I came across that iterator() of HashSet takes too much time. Here is some code example which proves the observation:
import java.text.SimpleDateFormat;
import java.util.*;
import java.util.stream.IntStream;
public class Main {
public static final int LENGTH = 100000;
public static void calculate() {
Set<Integer> set = new HashSet<>();
int part1 = 0;
int part2 = 0;
for (int i = 0; i < LENGTH; i++) {
set.add(i);
}
for (int i = 0; i < LENGTH; i++) {
long cur1 = System.currentTimeMillis();
Iterator<Integer> it = set.iterator();
long cur2 = System.currentTimeMillis();
part1 += cur2 - cur1;
int elem = it.next();
set.remove(elem);
long cur3 = System.currentTimeMillis();
part2 += cur3 - cur2;
}
System.out.println("Total milliseconds to execute iterator() code: " + part1);
System.out.println("Total milliseconds to execute remove() code: " + part2);
}
public static void main(String[] args) {
System.out.println(new SimpleDateFormat("yyyy-MM-dd HH:mm:ss.SSS").format(new Date()));
calculate();
System.out.println(new SimpleDateFormat("yyyy-MM-dd HH:mm:ss.SSS").format(new Date()));
}
}
The result of the run is:
2023-08-28 14:05:51.080
Total milliseconds to execute iterator() code: 9477
Total milliseconds to execute remove() code: 18
2023-08-28 14:06:00.595
I checked the documentation and implementation of iterator() and only saw that it should be a constant time but it doesn't seem so.

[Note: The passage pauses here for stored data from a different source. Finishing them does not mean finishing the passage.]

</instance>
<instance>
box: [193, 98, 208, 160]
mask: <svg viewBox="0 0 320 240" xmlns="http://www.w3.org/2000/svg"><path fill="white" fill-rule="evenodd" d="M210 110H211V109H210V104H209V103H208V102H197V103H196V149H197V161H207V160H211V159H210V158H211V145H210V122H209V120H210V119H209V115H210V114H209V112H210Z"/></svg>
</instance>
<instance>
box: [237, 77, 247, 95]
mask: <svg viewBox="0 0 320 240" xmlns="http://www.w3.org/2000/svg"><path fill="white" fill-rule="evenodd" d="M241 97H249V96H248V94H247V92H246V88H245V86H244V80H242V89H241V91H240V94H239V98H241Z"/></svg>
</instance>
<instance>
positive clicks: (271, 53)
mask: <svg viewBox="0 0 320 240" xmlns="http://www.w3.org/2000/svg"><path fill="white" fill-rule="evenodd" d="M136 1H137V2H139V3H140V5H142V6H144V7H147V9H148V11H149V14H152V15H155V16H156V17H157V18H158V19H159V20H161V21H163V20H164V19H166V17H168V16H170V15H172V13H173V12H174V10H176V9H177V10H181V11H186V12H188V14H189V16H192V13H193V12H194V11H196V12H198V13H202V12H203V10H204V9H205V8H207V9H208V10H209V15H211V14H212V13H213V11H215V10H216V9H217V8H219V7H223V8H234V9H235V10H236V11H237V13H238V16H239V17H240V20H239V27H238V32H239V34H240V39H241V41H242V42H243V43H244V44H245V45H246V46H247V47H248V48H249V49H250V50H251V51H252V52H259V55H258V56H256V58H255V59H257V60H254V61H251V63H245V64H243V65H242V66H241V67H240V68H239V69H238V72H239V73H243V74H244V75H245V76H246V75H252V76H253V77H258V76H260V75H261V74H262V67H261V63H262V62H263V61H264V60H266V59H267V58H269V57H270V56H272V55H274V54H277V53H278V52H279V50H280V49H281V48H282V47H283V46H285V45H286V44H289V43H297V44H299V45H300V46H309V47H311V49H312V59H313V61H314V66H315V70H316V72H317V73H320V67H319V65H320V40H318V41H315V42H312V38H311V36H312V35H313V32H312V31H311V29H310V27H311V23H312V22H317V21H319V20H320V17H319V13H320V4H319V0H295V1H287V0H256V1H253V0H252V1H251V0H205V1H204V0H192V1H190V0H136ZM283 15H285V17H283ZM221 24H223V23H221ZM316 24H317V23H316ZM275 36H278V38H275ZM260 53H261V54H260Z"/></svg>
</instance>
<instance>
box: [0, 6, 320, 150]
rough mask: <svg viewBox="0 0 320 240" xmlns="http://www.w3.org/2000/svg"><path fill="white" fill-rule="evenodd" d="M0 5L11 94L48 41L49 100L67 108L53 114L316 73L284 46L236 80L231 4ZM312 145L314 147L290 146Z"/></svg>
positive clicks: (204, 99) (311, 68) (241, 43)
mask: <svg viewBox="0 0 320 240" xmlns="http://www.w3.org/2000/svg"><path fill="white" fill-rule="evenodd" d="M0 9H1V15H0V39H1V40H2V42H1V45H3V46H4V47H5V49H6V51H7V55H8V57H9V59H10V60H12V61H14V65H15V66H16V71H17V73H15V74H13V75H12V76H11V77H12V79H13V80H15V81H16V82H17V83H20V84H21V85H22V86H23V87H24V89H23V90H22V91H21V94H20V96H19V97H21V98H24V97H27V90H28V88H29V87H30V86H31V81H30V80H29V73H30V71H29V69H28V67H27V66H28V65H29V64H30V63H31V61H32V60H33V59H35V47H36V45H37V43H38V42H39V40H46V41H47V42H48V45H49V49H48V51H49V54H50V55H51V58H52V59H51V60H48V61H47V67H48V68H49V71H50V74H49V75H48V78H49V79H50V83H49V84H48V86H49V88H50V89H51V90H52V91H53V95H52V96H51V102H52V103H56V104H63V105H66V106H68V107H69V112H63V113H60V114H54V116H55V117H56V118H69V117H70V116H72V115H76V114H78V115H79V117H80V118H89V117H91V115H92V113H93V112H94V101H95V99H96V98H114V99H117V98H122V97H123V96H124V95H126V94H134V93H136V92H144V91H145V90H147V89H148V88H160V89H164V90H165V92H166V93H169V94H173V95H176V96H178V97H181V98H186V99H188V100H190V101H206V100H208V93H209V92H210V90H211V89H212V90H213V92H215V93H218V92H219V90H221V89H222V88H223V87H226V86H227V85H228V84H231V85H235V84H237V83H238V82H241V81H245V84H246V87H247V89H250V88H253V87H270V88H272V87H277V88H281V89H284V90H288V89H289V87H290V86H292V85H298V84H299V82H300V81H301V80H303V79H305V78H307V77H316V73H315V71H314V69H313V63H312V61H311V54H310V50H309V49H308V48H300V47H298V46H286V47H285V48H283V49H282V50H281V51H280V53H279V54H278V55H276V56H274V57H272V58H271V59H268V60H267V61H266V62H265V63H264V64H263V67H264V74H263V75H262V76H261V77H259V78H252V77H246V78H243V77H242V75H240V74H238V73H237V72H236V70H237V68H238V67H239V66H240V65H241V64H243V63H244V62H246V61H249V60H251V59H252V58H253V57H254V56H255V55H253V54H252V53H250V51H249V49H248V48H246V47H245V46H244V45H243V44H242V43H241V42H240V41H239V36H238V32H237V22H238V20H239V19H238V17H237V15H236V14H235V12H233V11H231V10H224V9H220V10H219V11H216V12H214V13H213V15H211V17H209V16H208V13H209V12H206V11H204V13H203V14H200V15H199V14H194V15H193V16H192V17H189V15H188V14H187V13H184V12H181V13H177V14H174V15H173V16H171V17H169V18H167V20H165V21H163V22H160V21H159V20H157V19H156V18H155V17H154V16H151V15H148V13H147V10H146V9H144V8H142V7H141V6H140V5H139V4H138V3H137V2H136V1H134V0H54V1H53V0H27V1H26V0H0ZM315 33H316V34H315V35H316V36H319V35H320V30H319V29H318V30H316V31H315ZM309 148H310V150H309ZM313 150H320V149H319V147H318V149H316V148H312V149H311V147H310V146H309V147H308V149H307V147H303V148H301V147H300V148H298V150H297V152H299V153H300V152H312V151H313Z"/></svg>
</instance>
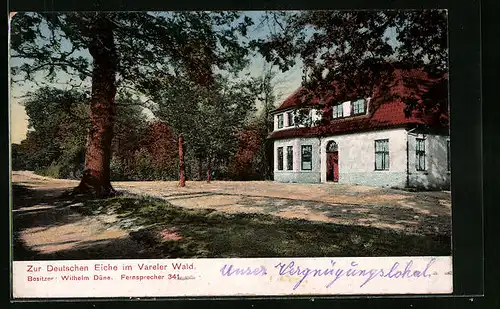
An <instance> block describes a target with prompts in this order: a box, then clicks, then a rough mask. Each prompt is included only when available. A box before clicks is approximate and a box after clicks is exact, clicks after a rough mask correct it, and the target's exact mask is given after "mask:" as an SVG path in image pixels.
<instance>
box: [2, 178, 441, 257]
mask: <svg viewBox="0 0 500 309" xmlns="http://www.w3.org/2000/svg"><path fill="white" fill-rule="evenodd" d="M12 182H13V190H14V194H13V195H14V199H15V203H13V204H14V206H13V216H14V229H15V235H16V237H17V242H18V243H19V244H22V245H23V248H29V250H31V252H30V251H29V250H28V251H26V250H25V251H22V252H23V253H22V254H23V255H24V258H26V257H29V256H30V255H38V256H43V257H44V258H46V259H51V258H69V259H70V258H72V257H78V258H88V259H99V258H118V257H120V258H138V257H144V258H148V257H155V256H157V255H156V253H155V252H153V251H152V249H149V247H148V246H147V245H145V244H143V243H138V242H137V241H136V240H135V239H133V238H131V237H130V230H126V229H124V228H122V227H119V226H118V224H116V222H117V221H118V220H123V219H118V218H117V216H116V215H113V214H108V215H105V214H100V215H97V216H85V215H82V214H80V213H79V212H78V211H75V210H76V209H77V208H78V206H79V205H80V204H79V203H77V202H75V201H69V200H68V201H65V200H64V199H61V198H60V195H61V194H62V193H63V192H64V191H65V190H68V189H70V188H71V187H74V186H76V185H77V184H78V182H77V181H71V180H60V179H52V178H46V177H42V176H38V175H35V174H33V173H31V172H13V175H12ZM113 186H114V187H115V188H116V189H117V190H119V191H127V192H129V193H133V194H138V195H149V196H154V197H158V198H161V199H164V200H166V201H168V202H170V203H171V204H172V205H174V206H179V207H184V208H192V209H196V208H212V209H215V210H216V211H219V212H225V213H237V212H243V213H267V214H272V215H275V216H279V217H283V218H298V219H305V220H310V221H320V222H327V223H338V224H345V225H358V226H369V227H376V228H383V229H392V230H399V231H403V232H405V233H418V234H445V235H450V234H451V206H450V205H451V204H450V194H449V192H425V193H411V192H405V191H400V190H390V189H381V188H371V187H360V186H345V185H323V184H314V185H309V184H280V183H273V182H265V181H255V182H219V181H214V182H211V183H209V184H208V183H206V182H188V184H187V186H186V187H184V188H180V187H178V186H177V183H176V182H161V181H154V182H115V183H113ZM18 251H19V250H18Z"/></svg>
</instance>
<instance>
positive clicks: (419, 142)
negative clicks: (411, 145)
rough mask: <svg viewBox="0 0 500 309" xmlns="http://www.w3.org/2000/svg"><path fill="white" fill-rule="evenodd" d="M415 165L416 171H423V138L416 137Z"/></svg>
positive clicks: (423, 148) (423, 143)
mask: <svg viewBox="0 0 500 309" xmlns="http://www.w3.org/2000/svg"><path fill="white" fill-rule="evenodd" d="M415 165H416V166H415V167H416V169H417V171H425V139H423V138H417V139H416V144H415Z"/></svg>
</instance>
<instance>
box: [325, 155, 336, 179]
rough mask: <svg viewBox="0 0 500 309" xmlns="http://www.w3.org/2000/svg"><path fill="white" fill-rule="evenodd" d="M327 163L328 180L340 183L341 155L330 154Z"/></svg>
mask: <svg viewBox="0 0 500 309" xmlns="http://www.w3.org/2000/svg"><path fill="white" fill-rule="evenodd" d="M326 161H327V165H326V168H327V171H326V180H327V181H333V182H338V181H339V153H338V151H335V152H328V153H327V158H326Z"/></svg>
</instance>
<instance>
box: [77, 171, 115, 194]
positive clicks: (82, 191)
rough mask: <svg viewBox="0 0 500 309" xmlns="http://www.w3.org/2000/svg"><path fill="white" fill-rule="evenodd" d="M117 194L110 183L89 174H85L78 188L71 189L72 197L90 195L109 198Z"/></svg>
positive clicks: (90, 173) (80, 182) (88, 173)
mask: <svg viewBox="0 0 500 309" xmlns="http://www.w3.org/2000/svg"><path fill="white" fill-rule="evenodd" d="M116 194H117V192H116V190H115V189H114V188H113V186H111V182H109V181H102V180H101V179H99V178H98V177H95V176H92V175H91V173H85V174H84V175H83V178H82V181H81V182H80V184H79V185H78V187H76V188H74V189H73V192H72V195H90V196H92V197H99V198H102V197H111V196H115V195H116Z"/></svg>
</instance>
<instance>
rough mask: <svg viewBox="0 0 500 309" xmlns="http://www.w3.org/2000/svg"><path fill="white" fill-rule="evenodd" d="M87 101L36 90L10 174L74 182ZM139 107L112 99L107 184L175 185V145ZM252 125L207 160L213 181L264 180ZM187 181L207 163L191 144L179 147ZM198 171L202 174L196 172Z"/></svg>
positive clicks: (17, 145)
mask: <svg viewBox="0 0 500 309" xmlns="http://www.w3.org/2000/svg"><path fill="white" fill-rule="evenodd" d="M88 100H89V98H88V96H87V95H86V94H85V93H82V92H77V91H63V90H59V89H55V88H41V89H39V90H38V91H36V92H35V93H33V94H31V96H30V97H29V98H28V100H26V101H25V102H24V105H25V108H26V112H27V114H28V116H29V128H30V131H29V132H28V134H27V138H26V139H25V140H23V141H22V142H21V143H20V144H14V145H12V169H14V170H32V171H35V172H36V173H38V174H41V175H45V176H49V177H54V178H69V179H79V178H80V177H81V176H82V172H83V168H84V160H85V144H86V138H87V130H88V123H89V122H88V115H89V111H88V108H89V104H88ZM142 111H143V108H142V107H141V105H140V102H138V101H137V100H135V99H133V98H132V97H131V96H129V95H126V94H119V95H118V97H117V110H116V121H115V128H114V132H115V134H114V138H113V144H112V159H111V165H110V169H111V179H112V180H177V179H178V175H179V167H178V141H177V136H175V134H174V133H173V132H172V130H171V129H170V128H169V126H168V125H167V124H166V123H165V122H162V121H159V120H155V119H147V117H146V116H145V114H144V113H143V112H142ZM261 127H262V126H260V125H259V124H258V123H257V122H256V123H254V124H253V125H250V126H247V127H246V128H244V129H241V130H240V131H239V132H238V133H237V134H236V136H235V137H234V138H235V141H236V142H230V143H226V145H225V147H222V148H221V149H220V150H219V151H217V152H214V153H213V155H212V157H211V162H210V163H211V177H212V179H234V180H254V179H266V178H268V171H269V169H268V168H267V166H268V164H267V162H269V161H271V160H268V158H271V156H269V153H268V152H266V149H265V137H266V134H267V132H266V130H265V129H262V128H261ZM184 152H185V163H186V179H188V180H195V179H204V178H205V177H206V169H207V165H208V164H207V159H206V158H203V157H201V156H200V152H199V149H198V148H196V144H194V143H190V142H189V141H187V142H186V143H185V145H184ZM200 167H201V168H200Z"/></svg>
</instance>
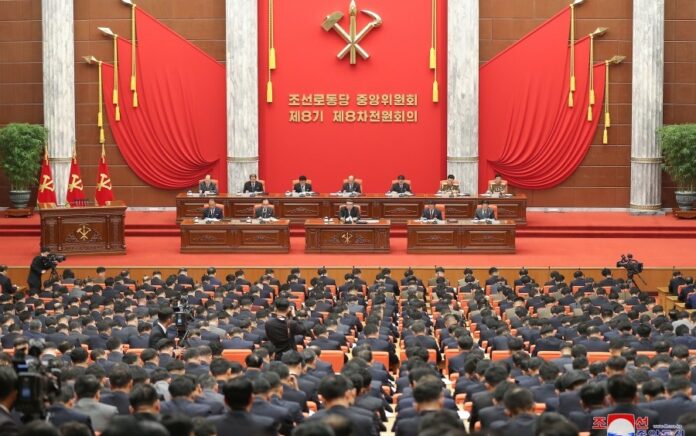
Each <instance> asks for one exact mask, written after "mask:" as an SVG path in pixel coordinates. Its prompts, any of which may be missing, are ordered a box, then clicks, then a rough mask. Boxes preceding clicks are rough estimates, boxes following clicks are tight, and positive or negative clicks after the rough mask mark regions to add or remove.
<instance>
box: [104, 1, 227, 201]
mask: <svg viewBox="0 0 696 436" xmlns="http://www.w3.org/2000/svg"><path fill="white" fill-rule="evenodd" d="M136 11H137V16H136V19H137V26H136V29H137V87H138V100H139V107H137V108H133V106H132V92H131V91H130V77H131V59H132V58H131V44H130V42H128V41H126V40H123V39H121V38H119V40H118V55H119V103H120V111H121V121H115V119H114V116H115V109H114V105H113V104H112V101H111V98H110V97H111V95H112V89H113V76H114V70H113V68H112V67H111V66H110V65H104V66H105V68H104V70H103V71H104V80H103V89H104V96H105V101H104V105H105V108H106V113H107V116H108V120H109V126H110V127H111V132H112V133H113V135H114V138H115V140H116V144H117V145H118V148H119V150H120V151H121V154H122V155H123V157H124V159H125V160H126V162H127V163H128V165H129V167H130V168H131V169H132V170H133V172H135V174H136V175H137V176H138V177H140V178H141V179H142V180H143V181H145V182H146V183H148V184H150V185H152V186H155V187H157V188H162V189H182V188H187V187H191V186H197V184H198V180H199V179H202V178H203V177H204V176H205V175H206V174H211V176H212V177H213V178H215V179H218V181H219V189H221V190H222V191H225V188H226V187H227V177H226V165H227V158H226V156H227V125H226V122H227V121H226V100H225V92H224V91H225V67H224V65H221V64H219V63H218V62H217V61H215V60H214V59H213V58H211V57H210V56H208V55H207V54H205V53H204V52H203V51H201V50H200V49H199V48H197V47H195V46H194V45H192V44H191V43H190V42H188V41H186V40H185V39H183V38H182V37H181V36H179V35H178V34H176V33H175V32H173V31H172V30H171V29H169V28H168V27H166V26H164V25H163V24H162V23H160V22H159V21H157V20H156V19H155V18H153V17H151V16H150V15H148V14H147V13H145V12H143V11H142V10H141V9H140V8H138V9H136Z"/></svg>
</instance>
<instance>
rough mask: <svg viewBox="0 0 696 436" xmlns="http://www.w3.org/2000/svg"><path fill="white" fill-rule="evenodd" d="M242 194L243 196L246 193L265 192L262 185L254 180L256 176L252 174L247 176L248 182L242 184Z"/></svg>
mask: <svg viewBox="0 0 696 436" xmlns="http://www.w3.org/2000/svg"><path fill="white" fill-rule="evenodd" d="M242 192H244V193H245V194H247V193H252V194H253V193H256V192H265V191H264V186H263V183H261V182H258V181H257V180H256V174H252V175H250V176H249V181H248V182H244V188H243V189H242Z"/></svg>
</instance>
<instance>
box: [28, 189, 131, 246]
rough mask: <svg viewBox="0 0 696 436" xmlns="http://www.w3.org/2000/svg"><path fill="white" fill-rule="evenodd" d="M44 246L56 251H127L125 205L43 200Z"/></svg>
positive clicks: (41, 219) (40, 203)
mask: <svg viewBox="0 0 696 436" xmlns="http://www.w3.org/2000/svg"><path fill="white" fill-rule="evenodd" d="M38 212H39V215H40V216H41V246H42V247H46V248H47V249H48V250H49V251H51V252H53V253H73V254H126V243H125V239H124V228H125V215H126V205H125V204H124V203H123V202H122V201H112V202H110V203H109V205H107V206H80V207H58V206H56V205H55V203H40V204H39V208H38Z"/></svg>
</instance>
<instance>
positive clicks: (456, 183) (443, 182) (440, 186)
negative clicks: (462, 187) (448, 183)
mask: <svg viewBox="0 0 696 436" xmlns="http://www.w3.org/2000/svg"><path fill="white" fill-rule="evenodd" d="M447 182H449V179H445V180H440V189H442V187H443V186H445V185H447V184H448V183H447ZM452 184H453V185H454V186H456V187H457V188H459V180H457V179H455V180H454V182H453V183H452Z"/></svg>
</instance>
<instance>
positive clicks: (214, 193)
mask: <svg viewBox="0 0 696 436" xmlns="http://www.w3.org/2000/svg"><path fill="white" fill-rule="evenodd" d="M198 191H199V192H207V193H209V194H217V193H218V190H217V185H216V184H215V182H213V180H212V179H211V178H210V174H206V176H205V179H204V180H203V181H202V182H201V183H200V184H199V185H198Z"/></svg>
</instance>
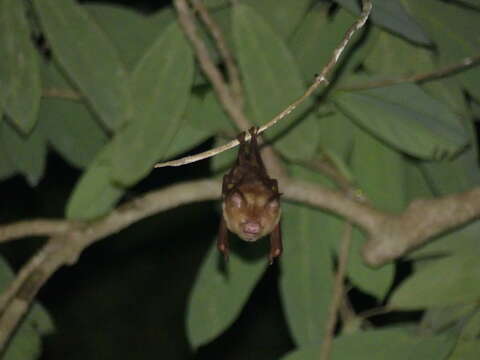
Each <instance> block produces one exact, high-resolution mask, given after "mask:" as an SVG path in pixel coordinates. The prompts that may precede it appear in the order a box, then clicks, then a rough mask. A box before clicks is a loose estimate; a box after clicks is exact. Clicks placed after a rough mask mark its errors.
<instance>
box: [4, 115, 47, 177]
mask: <svg viewBox="0 0 480 360" xmlns="http://www.w3.org/2000/svg"><path fill="white" fill-rule="evenodd" d="M0 137H1V139H2V143H3V147H4V149H5V152H6V154H7V156H8V158H9V159H10V162H11V164H13V166H14V167H15V169H16V170H17V171H18V172H20V173H21V174H22V175H23V176H25V179H26V180H27V182H28V183H29V184H30V186H36V185H37V184H38V182H39V181H40V179H41V178H42V176H43V172H44V170H45V157H46V155H47V144H46V141H45V138H44V136H43V134H42V133H41V132H40V131H39V128H38V126H37V127H35V129H34V130H33V131H32V132H31V133H30V134H29V135H24V134H20V133H19V132H18V131H17V130H16V129H15V128H14V127H13V126H12V125H10V124H9V123H8V122H6V121H3V122H2V124H0Z"/></svg>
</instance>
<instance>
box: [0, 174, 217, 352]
mask: <svg viewBox="0 0 480 360" xmlns="http://www.w3.org/2000/svg"><path fill="white" fill-rule="evenodd" d="M220 188H221V186H220V182H219V181H217V180H199V181H192V182H186V183H181V184H176V185H172V186H169V187H167V188H165V189H162V190H158V191H154V192H151V193H148V194H146V195H144V196H142V197H140V198H138V199H135V200H132V201H130V202H128V203H126V204H124V205H122V206H120V207H118V208H117V209H115V210H114V211H112V212H111V213H110V214H109V215H108V216H106V217H104V218H102V219H99V220H97V221H94V222H92V223H89V224H88V223H84V224H83V226H75V227H70V230H66V231H65V232H64V233H61V234H59V235H58V236H55V237H52V238H50V240H49V241H48V242H47V244H46V245H45V246H44V247H43V248H42V249H41V250H40V251H39V252H38V253H37V254H35V255H34V256H33V257H32V258H31V259H30V261H29V262H27V263H26V264H25V265H24V266H23V268H22V269H21V270H20V272H19V273H18V275H17V277H16V278H15V279H14V280H13V282H12V283H11V284H10V285H9V287H8V288H7V289H6V290H5V292H4V293H3V294H2V297H1V298H0V313H1V317H0V354H1V353H2V351H3V350H4V349H5V345H6V344H7V342H8V340H9V338H10V336H11V334H12V332H13V331H14V330H15V328H16V326H17V325H18V323H19V321H20V320H21V319H22V318H23V316H24V315H25V313H26V312H27V310H28V308H29V306H30V304H31V302H32V301H33V298H34V297H35V295H36V294H37V292H38V291H39V290H40V288H41V287H42V286H43V284H44V283H45V282H46V281H47V280H48V279H49V278H50V277H51V276H52V275H53V274H54V273H55V272H56V271H57V270H58V269H59V268H60V267H61V266H63V265H66V264H73V263H75V262H76V260H77V259H78V257H79V256H80V254H81V253H82V251H83V250H84V249H85V248H87V247H88V246H89V245H91V244H93V243H94V242H96V241H99V240H101V239H103V238H105V237H107V236H108V235H111V234H114V233H116V232H119V231H120V230H122V229H124V228H126V227H128V226H130V225H131V224H133V223H135V222H137V221H139V220H141V219H143V218H145V217H148V216H151V215H153V214H155V213H158V212H161V211H165V210H168V209H171V208H174V207H177V206H180V205H184V204H188V203H192V202H198V201H205V200H215V199H218V198H219V197H220ZM41 221H44V220H41ZM35 222H38V221H37V220H33V221H32V222H31V223H35ZM65 224H66V225H67V224H70V221H65ZM77 225H78V223H77ZM23 226H25V228H26V229H28V228H31V226H30V224H29V222H23ZM6 227H7V228H8V227H9V225H7V226H6ZM4 228H5V227H4ZM24 233H25V234H26V235H29V234H28V232H27V231H24Z"/></svg>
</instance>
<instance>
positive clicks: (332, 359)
mask: <svg viewBox="0 0 480 360" xmlns="http://www.w3.org/2000/svg"><path fill="white" fill-rule="evenodd" d="M453 342H454V338H453V337H449V336H447V335H440V336H430V337H420V336H418V335H415V336H414V335H410V334H408V333H407V332H406V331H402V330H400V329H395V328H392V329H384V330H372V331H362V332H358V333H355V334H353V335H347V336H341V337H339V338H335V340H334V342H333V352H332V356H331V357H330V358H331V360H350V359H355V360H385V359H389V360H417V359H422V360H439V359H444V358H445V356H447V355H448V353H449V352H450V350H451V348H452V345H453ZM319 353H320V345H315V346H309V347H305V348H303V349H302V348H300V349H299V350H296V351H293V352H291V353H289V354H287V356H285V357H283V358H282V360H313V359H318V356H319Z"/></svg>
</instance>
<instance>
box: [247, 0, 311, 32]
mask: <svg viewBox="0 0 480 360" xmlns="http://www.w3.org/2000/svg"><path fill="white" fill-rule="evenodd" d="M242 3H243V4H246V5H248V6H251V7H252V8H253V9H255V11H257V12H258V14H260V15H261V16H262V17H263V18H264V19H266V20H267V21H268V23H269V25H270V26H271V27H272V28H273V29H274V31H275V32H276V33H277V34H278V35H280V36H281V37H282V38H283V39H288V38H289V36H290V35H291V34H292V33H293V31H294V30H295V29H296V28H297V26H298V25H299V24H300V22H301V21H302V19H303V18H304V16H305V15H306V14H307V11H308V8H309V6H310V3H311V1H310V0H283V1H282V2H278V0H262V1H258V0H244V1H242Z"/></svg>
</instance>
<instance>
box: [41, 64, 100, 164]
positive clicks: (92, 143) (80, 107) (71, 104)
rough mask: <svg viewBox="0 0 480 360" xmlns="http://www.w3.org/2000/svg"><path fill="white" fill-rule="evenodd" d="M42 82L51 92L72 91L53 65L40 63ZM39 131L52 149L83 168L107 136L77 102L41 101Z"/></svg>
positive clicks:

Does anybody know why is it takes so much time?
iterator()
normally takes constant time -- but to be specific, it takes time linear in the position of the first element in the hash table to create the iterator.
This is O(1) on average, except that each time, you remove the first element in the hash table, meaning that iterator()
actually ends up taking linear time in how many remove
s you've done. Let me diagram this with a simple example.
Let's imagine you have a hash table with four elements in four hash buckets, with elements assigned to buckets in some nonsensical order:
bucket 0: 4
bucket 1: 2
bucket 2: 1
bucket 3: 3
Now you create iterator()
, and its first element is 4. You remove it. Now it's
bucket 0: none
bucket 1: 2
bucket 2: 1
bucket 3: 3
Do this two more times, and on the last run it's
bucket 0: none
bucket 1: none
bucket 2: none
bucket 3: 3
...so it has to iterate through the whole thing to find that first eleement.
In general, it is the case that iterator()
performs worse on basic HashSet
s after removing. From the Javadoc:
Iterating over this set requires time proportional to the sum of the HashSet instance's size (the number of elements) plus the "capacity" of the backing HashMap instance (the number of buckets).
Since you have created a HashSet
with capacity for LENGTH
elements, iterating the whole set in general takes O(LENGTH). You have simply created an environment that's the worst possible case for iterator()
.
If you had done, for example, remove(i)
, it would certainly perform better, though it'd still perform worse over time, and certainly take O(n) for the last remove.
If you find yourself saying, "this is silly, why doesn't
Java do something better" -- well, 99.9% of code doesn't do this, and for the fraction that does, LinkedHashSet
fixes the whole issue.